Her immunologist would like her to receive additional booster vaccines to determine whether this will serve her body to develop the necessary antibodies required to maintain health. At present, the typical vaccine course most receive is one that fails to spark her immune system to fight off the continual onslaught of germs she’s exposed to. Will additional boosters help? Maybe, maybe not. Do you try them? Maybe, maybe not.


Most of the situations and scenarios with this turkey leg are impossible to figure out, as there really are no answers or directions that are ever very clear. Or at least where I feel 100% confident. Where in my gut, I'm like, yep, I get it and yep, that's the right move.

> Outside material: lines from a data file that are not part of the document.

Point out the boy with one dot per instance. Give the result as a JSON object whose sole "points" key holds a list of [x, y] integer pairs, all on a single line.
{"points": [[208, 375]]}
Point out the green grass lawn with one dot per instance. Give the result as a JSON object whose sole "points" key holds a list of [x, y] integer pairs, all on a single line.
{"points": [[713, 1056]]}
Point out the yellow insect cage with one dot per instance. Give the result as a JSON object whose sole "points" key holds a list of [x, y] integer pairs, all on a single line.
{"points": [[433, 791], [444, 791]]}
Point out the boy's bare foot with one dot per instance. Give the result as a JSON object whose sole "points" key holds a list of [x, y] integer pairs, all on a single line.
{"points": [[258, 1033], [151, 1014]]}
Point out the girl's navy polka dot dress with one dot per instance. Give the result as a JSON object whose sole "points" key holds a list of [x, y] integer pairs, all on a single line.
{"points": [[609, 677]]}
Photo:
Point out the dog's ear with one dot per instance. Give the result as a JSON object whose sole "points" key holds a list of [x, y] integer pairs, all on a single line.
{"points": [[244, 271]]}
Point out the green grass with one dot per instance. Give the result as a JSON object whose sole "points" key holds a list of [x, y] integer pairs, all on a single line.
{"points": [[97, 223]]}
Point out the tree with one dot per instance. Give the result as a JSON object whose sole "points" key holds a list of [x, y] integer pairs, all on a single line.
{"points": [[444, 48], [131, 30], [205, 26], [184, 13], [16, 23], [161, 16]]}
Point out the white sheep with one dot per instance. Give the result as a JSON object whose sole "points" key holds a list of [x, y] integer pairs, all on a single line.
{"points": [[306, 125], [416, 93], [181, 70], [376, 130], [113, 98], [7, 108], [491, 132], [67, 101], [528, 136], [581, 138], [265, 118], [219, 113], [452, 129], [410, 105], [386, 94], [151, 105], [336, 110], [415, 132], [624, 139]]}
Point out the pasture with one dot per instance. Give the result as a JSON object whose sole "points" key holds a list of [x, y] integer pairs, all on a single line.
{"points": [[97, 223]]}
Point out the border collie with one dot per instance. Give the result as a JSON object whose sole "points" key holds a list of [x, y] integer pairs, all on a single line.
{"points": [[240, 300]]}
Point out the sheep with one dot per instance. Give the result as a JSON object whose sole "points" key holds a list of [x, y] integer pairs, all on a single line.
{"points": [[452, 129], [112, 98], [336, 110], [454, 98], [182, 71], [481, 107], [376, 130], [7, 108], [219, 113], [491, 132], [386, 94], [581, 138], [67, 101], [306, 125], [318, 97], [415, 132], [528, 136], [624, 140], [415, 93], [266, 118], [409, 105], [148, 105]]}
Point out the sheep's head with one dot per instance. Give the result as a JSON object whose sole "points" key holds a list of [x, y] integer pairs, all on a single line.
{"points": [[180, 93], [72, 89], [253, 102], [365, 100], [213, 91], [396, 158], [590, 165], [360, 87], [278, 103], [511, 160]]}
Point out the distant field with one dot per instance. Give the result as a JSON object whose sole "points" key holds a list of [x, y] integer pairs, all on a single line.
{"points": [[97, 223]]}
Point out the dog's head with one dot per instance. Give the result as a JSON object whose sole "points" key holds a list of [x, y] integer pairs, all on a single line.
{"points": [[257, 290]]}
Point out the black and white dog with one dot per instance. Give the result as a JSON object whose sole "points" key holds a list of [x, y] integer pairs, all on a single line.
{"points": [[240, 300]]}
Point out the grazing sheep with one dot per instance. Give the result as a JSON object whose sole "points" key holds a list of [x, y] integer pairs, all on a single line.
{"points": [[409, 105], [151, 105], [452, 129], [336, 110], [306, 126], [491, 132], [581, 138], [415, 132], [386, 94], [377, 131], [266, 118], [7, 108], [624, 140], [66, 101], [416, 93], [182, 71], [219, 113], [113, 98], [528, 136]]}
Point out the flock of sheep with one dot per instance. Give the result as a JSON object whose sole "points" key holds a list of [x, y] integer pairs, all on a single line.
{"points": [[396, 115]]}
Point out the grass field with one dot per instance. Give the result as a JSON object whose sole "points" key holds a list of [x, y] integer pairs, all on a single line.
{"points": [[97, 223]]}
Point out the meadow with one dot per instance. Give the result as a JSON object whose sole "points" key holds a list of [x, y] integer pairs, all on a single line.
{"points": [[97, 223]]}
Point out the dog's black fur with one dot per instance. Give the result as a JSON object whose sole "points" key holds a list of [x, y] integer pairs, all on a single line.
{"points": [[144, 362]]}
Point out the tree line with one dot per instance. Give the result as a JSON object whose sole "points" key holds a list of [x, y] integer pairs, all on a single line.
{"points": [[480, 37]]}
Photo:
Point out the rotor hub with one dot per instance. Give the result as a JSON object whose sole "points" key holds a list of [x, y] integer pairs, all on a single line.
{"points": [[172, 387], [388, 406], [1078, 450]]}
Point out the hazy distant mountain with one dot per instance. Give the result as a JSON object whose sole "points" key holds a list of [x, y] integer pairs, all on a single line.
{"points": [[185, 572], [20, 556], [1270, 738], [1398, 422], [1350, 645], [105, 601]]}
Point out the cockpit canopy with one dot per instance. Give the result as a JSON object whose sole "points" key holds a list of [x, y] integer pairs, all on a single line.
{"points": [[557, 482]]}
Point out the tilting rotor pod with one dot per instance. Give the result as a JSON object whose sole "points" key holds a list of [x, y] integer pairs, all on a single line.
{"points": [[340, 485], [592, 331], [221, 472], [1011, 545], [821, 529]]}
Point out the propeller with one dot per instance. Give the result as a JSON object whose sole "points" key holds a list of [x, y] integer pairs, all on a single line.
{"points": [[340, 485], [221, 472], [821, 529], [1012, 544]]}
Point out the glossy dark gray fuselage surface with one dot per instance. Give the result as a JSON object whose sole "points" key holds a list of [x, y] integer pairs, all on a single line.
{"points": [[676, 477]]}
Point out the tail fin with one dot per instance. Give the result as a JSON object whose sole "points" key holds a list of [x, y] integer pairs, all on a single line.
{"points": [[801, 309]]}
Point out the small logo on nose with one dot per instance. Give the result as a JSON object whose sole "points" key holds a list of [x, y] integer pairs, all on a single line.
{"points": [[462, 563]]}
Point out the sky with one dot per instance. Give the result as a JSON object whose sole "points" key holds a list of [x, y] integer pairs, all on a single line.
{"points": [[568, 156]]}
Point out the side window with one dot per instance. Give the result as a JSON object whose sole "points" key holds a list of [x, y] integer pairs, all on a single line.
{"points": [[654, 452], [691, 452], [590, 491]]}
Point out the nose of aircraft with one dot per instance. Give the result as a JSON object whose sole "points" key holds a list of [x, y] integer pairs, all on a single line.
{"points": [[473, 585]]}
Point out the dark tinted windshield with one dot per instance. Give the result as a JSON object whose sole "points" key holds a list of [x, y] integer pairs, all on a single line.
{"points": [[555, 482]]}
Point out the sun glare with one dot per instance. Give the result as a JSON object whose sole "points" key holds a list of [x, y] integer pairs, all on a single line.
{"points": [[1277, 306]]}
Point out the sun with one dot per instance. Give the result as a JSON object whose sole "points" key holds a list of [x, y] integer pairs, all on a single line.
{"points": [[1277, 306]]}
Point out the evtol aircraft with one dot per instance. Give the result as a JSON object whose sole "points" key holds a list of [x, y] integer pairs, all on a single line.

It drives me bonkers, honestly. I used to feel like I knew what I was doing as a mom. Well, I mean, what a joke, but ya know, kinda. And especially after a glass of wine.


With this one? We truly have no real guide or projections for her growth or her development. The number of kiddos with her condition are few, like, very very few. A couple thousand known cases so far. In.the.world.


This leaves little predictions by her medical team for what to expect.

How big will she get?

Will she need a great deal of support in school?

Will she be able to drive one day, go to college, live independently as an adult?


Questions that terrify me, but also are so far down the track that it would be silly to spend too much time there. In worryland. Where it's pretty much a shithole.


Reality is, as much as I would like to know what to expect for her future, I can also appreciate how much I don’t know what the future holds for either of my other girls who’s genetic makeup looks very different.


So here’s where I snap back into today.

Where she remains at 17 pounds with an overall slowing of her growth, but continues to eat well, so much more than she ever ate before.


Where she’s walking, trying to run, trying to tackle steps, losing her balance less and less and improving her coordination to only grow stronger every day.


Where her language skills have exploded in a way that gives me profound hope that anything is possible for her long term cognitive skills and development.


And speaking of hope, back to Levine’s this week and the continued conversation of when we can remove her g-tube. Something we’re close to. Something that I was once told could be 10 years away.


I’d like to think this a perfect example of not only how far she’s come, but also how much she’s set to prove to her team how far she’s going to soar.


And tears that come from watching that? Definitely, but those are the good ones.